It had six districts. Bristol and Bath were taken in directly from the former county boroughs. In the north, the Gloucestershire side, the urban districts of Kingswood and Mangotsfield formed a single borough of Kingswood, with the rest becoming Northavon. In the south, there were two districts, Woodspring, on the coast, and Wansdyke, in the interior.
To the north it bordered Gloucestershire, to the east Wiltshire and to the south Somerset. In the west it had a coast on the Severn Estuary and Bristol Channel.
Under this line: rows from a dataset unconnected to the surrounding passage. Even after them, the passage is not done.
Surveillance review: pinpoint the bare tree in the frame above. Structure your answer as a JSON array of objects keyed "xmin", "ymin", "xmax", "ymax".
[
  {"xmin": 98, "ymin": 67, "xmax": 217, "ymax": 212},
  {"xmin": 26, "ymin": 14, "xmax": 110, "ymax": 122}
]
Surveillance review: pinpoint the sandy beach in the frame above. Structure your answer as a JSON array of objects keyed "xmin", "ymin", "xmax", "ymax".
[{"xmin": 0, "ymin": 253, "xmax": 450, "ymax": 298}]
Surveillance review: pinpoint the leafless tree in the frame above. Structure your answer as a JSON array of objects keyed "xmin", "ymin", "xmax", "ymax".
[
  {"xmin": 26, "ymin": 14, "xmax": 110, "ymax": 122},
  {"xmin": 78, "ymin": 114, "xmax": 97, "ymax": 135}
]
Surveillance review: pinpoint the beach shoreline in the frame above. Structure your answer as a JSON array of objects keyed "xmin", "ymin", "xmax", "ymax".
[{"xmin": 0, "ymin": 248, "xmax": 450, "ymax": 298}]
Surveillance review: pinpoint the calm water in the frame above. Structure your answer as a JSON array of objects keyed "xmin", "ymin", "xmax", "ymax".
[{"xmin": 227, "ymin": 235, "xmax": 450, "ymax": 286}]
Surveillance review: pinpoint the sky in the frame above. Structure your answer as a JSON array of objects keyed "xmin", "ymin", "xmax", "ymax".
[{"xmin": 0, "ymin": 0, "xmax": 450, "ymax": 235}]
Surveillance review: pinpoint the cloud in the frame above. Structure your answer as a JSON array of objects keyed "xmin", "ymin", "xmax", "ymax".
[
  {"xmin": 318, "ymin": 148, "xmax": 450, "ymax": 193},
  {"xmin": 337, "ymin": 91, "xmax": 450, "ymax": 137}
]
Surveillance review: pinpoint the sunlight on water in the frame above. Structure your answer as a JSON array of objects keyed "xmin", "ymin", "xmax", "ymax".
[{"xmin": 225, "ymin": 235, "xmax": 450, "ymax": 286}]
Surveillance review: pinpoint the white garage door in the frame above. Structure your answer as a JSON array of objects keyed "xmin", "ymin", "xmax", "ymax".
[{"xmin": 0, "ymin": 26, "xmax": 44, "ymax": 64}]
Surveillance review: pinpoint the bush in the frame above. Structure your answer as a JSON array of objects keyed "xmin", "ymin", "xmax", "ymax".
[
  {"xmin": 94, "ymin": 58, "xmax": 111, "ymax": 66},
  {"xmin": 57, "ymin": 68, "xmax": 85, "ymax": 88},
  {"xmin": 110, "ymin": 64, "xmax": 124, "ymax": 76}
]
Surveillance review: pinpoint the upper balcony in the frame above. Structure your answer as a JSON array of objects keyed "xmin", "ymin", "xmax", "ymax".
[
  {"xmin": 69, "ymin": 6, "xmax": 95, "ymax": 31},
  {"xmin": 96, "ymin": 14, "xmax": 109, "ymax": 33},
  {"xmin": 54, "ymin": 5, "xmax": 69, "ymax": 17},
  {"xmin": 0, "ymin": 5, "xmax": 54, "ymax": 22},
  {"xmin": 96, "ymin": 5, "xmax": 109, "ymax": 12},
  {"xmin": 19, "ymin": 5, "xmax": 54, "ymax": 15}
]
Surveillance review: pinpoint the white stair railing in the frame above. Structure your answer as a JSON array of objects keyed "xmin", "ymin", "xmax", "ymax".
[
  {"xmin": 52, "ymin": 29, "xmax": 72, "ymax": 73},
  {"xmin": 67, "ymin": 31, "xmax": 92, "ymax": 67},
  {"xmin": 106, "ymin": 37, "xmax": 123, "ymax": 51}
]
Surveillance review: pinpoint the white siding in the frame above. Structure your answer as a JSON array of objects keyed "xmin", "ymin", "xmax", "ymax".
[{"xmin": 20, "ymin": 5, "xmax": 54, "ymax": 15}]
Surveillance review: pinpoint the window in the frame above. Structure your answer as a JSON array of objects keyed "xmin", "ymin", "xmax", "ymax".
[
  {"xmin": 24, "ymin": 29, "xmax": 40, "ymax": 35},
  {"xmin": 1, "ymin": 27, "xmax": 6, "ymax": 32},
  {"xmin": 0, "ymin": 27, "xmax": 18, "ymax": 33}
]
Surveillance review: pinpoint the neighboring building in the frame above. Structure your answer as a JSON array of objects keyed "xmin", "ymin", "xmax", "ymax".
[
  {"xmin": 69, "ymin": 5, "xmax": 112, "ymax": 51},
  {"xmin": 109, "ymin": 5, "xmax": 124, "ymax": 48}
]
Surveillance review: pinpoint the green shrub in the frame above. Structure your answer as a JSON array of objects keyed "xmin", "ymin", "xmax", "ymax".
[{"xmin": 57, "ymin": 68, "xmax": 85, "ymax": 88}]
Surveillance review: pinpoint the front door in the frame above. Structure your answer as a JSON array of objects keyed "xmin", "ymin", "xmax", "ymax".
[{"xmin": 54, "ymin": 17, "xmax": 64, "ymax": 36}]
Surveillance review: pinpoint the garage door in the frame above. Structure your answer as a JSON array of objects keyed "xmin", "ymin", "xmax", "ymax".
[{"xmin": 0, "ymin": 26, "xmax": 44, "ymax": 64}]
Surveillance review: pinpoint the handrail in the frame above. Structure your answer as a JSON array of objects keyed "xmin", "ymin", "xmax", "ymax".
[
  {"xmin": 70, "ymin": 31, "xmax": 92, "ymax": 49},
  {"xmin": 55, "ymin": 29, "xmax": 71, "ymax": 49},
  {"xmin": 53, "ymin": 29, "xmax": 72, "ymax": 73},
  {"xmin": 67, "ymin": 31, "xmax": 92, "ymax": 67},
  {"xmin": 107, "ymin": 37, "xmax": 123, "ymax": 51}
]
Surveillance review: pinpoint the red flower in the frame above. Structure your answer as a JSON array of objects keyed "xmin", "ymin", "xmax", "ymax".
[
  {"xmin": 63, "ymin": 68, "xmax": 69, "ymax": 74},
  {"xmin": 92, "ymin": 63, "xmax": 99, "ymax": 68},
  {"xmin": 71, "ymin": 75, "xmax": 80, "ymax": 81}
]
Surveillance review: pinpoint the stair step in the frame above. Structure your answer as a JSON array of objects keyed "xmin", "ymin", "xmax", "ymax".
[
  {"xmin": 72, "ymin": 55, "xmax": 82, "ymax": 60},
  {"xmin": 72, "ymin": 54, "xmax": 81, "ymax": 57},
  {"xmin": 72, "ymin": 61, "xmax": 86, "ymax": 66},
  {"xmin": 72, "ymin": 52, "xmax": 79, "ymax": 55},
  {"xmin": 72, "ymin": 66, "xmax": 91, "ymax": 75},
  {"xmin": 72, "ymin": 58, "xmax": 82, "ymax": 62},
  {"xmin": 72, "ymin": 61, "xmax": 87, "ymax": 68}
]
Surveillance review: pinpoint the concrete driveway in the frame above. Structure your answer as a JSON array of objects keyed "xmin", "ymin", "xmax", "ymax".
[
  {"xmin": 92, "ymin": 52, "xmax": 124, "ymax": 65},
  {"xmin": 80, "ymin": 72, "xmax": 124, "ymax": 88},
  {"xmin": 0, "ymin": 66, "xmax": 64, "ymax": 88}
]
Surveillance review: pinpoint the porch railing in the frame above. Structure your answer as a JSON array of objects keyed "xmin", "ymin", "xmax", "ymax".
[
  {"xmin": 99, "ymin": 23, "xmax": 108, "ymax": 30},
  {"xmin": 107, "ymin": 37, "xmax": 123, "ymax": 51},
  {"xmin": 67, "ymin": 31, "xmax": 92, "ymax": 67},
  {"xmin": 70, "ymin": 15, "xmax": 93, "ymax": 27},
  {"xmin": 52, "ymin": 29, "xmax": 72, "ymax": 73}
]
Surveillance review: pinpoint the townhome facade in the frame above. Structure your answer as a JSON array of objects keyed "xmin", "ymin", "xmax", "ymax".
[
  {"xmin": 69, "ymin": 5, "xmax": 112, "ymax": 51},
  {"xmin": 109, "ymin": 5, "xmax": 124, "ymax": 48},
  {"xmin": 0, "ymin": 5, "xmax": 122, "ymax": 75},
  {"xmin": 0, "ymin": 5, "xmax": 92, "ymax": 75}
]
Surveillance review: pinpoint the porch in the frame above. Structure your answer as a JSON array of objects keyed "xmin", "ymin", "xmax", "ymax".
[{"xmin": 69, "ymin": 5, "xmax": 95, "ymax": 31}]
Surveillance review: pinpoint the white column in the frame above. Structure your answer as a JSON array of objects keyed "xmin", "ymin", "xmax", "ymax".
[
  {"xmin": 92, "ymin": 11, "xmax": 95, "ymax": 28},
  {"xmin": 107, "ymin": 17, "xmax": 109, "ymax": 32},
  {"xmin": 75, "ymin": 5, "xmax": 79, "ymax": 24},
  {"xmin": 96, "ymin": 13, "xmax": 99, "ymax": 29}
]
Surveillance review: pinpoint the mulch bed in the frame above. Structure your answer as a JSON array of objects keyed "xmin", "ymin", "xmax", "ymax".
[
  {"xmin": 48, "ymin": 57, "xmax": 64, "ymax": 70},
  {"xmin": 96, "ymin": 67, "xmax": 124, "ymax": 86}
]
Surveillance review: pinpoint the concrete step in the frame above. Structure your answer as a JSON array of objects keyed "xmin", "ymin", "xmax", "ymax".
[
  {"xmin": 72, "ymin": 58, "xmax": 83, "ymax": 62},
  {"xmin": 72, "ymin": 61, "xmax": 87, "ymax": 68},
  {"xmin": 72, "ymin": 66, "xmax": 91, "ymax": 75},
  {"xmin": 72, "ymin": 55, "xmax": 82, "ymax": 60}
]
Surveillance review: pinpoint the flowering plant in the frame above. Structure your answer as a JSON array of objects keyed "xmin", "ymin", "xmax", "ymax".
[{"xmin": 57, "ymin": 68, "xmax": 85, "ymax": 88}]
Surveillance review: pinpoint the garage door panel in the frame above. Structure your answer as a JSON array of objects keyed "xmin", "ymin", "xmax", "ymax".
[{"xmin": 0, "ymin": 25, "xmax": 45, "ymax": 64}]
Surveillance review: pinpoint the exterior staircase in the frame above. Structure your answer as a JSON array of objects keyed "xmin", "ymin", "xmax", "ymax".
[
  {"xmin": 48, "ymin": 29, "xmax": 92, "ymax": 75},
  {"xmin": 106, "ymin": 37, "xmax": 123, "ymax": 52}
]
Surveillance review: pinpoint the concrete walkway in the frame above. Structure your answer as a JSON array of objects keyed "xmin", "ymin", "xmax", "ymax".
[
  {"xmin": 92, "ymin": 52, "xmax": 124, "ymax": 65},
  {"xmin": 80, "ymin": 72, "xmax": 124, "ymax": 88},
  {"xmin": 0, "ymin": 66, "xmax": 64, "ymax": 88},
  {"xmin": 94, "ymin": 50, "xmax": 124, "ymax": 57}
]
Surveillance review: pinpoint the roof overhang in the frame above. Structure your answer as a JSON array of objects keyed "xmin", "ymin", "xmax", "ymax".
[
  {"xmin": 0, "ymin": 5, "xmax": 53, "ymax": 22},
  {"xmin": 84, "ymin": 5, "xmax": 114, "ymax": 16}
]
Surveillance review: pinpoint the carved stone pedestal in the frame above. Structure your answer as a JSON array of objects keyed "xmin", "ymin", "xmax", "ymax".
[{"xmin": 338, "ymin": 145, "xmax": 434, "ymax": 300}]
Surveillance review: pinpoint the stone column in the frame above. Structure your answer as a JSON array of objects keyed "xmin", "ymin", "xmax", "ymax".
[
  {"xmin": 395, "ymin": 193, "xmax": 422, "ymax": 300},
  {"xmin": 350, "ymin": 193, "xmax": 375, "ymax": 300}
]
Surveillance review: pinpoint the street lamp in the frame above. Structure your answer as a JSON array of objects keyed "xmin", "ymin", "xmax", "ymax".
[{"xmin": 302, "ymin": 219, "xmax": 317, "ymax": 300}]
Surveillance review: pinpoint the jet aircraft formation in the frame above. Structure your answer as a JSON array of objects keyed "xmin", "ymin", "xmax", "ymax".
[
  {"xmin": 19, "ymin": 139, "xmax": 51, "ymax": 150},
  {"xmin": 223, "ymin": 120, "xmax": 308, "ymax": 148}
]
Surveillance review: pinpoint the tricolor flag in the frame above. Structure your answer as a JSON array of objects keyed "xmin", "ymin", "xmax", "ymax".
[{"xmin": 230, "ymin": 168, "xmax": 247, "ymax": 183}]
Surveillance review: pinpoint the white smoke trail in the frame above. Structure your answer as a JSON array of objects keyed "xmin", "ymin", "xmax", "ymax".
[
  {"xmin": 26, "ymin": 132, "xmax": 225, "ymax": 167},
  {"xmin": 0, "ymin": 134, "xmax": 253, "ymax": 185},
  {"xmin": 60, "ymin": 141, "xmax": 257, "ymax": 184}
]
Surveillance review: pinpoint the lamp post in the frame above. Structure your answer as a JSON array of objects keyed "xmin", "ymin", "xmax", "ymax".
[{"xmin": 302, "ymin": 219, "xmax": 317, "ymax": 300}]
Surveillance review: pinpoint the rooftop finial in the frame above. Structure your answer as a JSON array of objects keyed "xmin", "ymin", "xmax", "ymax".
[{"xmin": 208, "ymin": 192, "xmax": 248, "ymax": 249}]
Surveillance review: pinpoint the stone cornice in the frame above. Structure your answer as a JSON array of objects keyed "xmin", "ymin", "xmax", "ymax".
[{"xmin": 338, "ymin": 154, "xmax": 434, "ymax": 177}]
The area of Avon was 1,347 square kilometres (520 sq mi) and its population in 1991 was 919,800. Cities and towns in Avon included (in approximate order of population) Bristol, Bath, Weston-super-Mare, Yate, Clevedon, Portishead, Midsomer Norton & Radstock, Bradley Stoke, Nailsea, Yatton, Keynsham and Thornbury.
Demise
Like some other English cities such as Liverpool, Plymouth and Newcastle, Bristol developed as a port city at the mouth of a river which separated historic counties, and expanded and developed economic linkages on both sides of the traditional boundary. In these cases, nearby communities have often retained sentimental attachments to their traditional counties, rather than to those cities on the edge of the historic counties with which they were associated in terms of work, shopping and cultural facilities.